I really don’t care much for racing games. There’s nothing wrong with the genre, but my inability to play well tends to affect my overall enjoyment of them. Despite my amateur ability, there are some titles that click with me and I genuinely adore.
Riptide GP: Renegade is one of those games.
MAKING A SPLASH
As a disgraced hydro jet (basically a fancy Jet Ski) rider, you are tasked with earning back your reputation by competing in illegal races to show off your racing skills. It’s a nonsensical setup, but the story is only really there to explain why you’re racing in areas that are clearly not made for racing. Not that they don’t try, however, as story segments pop up between races in order to help things move along. It’s all pointlessly ridiculous, but it never gets in the way due to being short and to the point – along with being entirely skippable. Whilst I did enjoy the dialogue at first, it does get old rather quickly so I was appreciative of being able to skip it all with the press of a button.
What you are really here for, of course, is the racing. And this is where the game truly shines. As I say, I’m not a huge fan of the genre, but I do have a soft spot for certain arcade-style racing games. Beetle Adventure Racing and Hydro Thunder (both on the N64) are not only my favourite racing games, but some of my favourite games of all time. I am pleased to say that Riptide GP: Renegade is quite reminiscent of the latter in many ways. It may not have the same level of charm as the Midway classic, but that’s not to say that it’s a pale imitator.
WATER WAY TO GO
The game controls pretty much exactly as you would expect from an arcade racer. Hold the right trigger to accelerate, left to brake, and the A button activates your turbo. This boost is charged by pulling off tricks that can be performed either mid air or on land. The more complicated the trick, the more boost you will gain; they’re not difficult to pull off, but the animation for the harder tricks takes more time to finish. If you land in the water before the trick finishes, you will ragdoll off the bike in a comically painful manner. The risk / reward system is really well done and I’ve screwed up many a race by being overly cocky.
There are nine tracks in total, which you will be continually playing across the five chapters. There are a variety of themes present across each one, from a theme park to a flooded city. They all have alternate routes and shortcuts for you to discover, which can help give you the edge over your competitors. Oftentimes, these alternate routes open up as a result of the track shifting: water fountains in the theme park level, for example, can push your hydro jet upwards onto another section of the course allowing you to bypass a short area of the track. All the levels have a lot going on, from battling dreadnoughts (which you can use as ramps) to relentless water police that try to ram you off-course. The latter are a fun distraction until you realise that they are targeting exclusively you, and no others. I’m not sure if that’s because the other racers are normally robotic, but their persecution seems noticeably unfair. Regardless, having such dynamic courses makes them a joy to play and there weren’t any tracks I hated. They’re visually nice too for a 2017 indie title. The courses have some solid water effects, with waves bobbing up and down providing you with the occasional extra airtime. Unfortunately the accompanying music tends to be slightly generic; there’s the occasional drum & bass track that reminds me of Pendulum, but most of the music tracks are just forgettable.
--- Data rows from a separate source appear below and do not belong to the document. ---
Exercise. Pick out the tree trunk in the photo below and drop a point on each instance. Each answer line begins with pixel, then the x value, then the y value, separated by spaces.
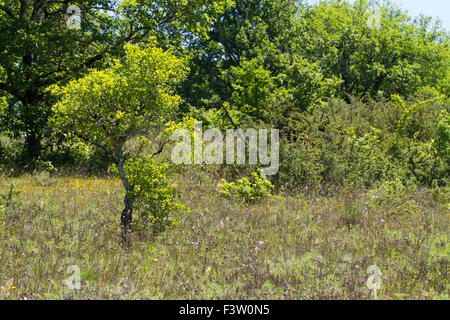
pixel 127 213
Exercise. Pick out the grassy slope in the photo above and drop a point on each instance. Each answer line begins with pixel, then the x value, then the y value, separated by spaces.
pixel 313 247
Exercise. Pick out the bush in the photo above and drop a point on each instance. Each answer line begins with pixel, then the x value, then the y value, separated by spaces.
pixel 153 195
pixel 255 189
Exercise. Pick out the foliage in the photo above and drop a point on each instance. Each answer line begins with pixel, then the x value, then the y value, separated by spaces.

HYDRO JET FUEL CAN’T MELT STEEL BEAMS
With that being said, the career mode is long. With over a hundred events, expect to be replaying these tracks again. And again. And again. As you progress through the chapters, you keep expecting new tracks to appear but they just don’t. It’s a real shame too since everything else is so good. Even though I can’t say I tired of the courses by the end, I did find myself wanting more. Perhaps the game could have included variants of the tracks that were mirrored, played in reverse, or had different weather effects, in order to spice things up a little.
What the game does do to keep you invested is incorporate a ranking and upgrade system. Levelling up will earn you skill points that you can use to learn more tricks or to improve your boost ability, whereas money earned from races can be used to upgrade your ride. Fully upgrading your hydro jet won’t take too long, but you unlock new vehicles by beating the boss of each chapter. Since these are usually better than your current one, it incentivises you into switching rides and start upgrading anew. It’s quite an engaging loop, although I wish the hydro jets looked a little different to each other – many of them blend together if you are using the same colour palette.
Completing each chapter will also unlock bonus events that provide a harder challenge than before. Beating these can unlock you new jets, but none of them are better than the one gained from beating the final boss, making the added difficulty the only real incentive to play through them. To further replayability, there’s local multiplayer for up to four players and online for up to eight – online is as dead as you would expect, but local should provide you and your friends with hours of fun.
The game offers a variety of events to help mix things up a little:
RACEYour bread and butter races. Race against a group of opponents and try to get in the top 3.
Riptide GP: Renegade is a surprising gem on the eshop. It could do with a little more track variety, but it still offers some tight and fun arcade racing action. Fans of the old arcade racing classics, like Hydro Thunder or Wave Race should get a kick out of the game. It also regularly goes on sale for peanuts, so stick it on your wishlist and give it a shot – you might just love it!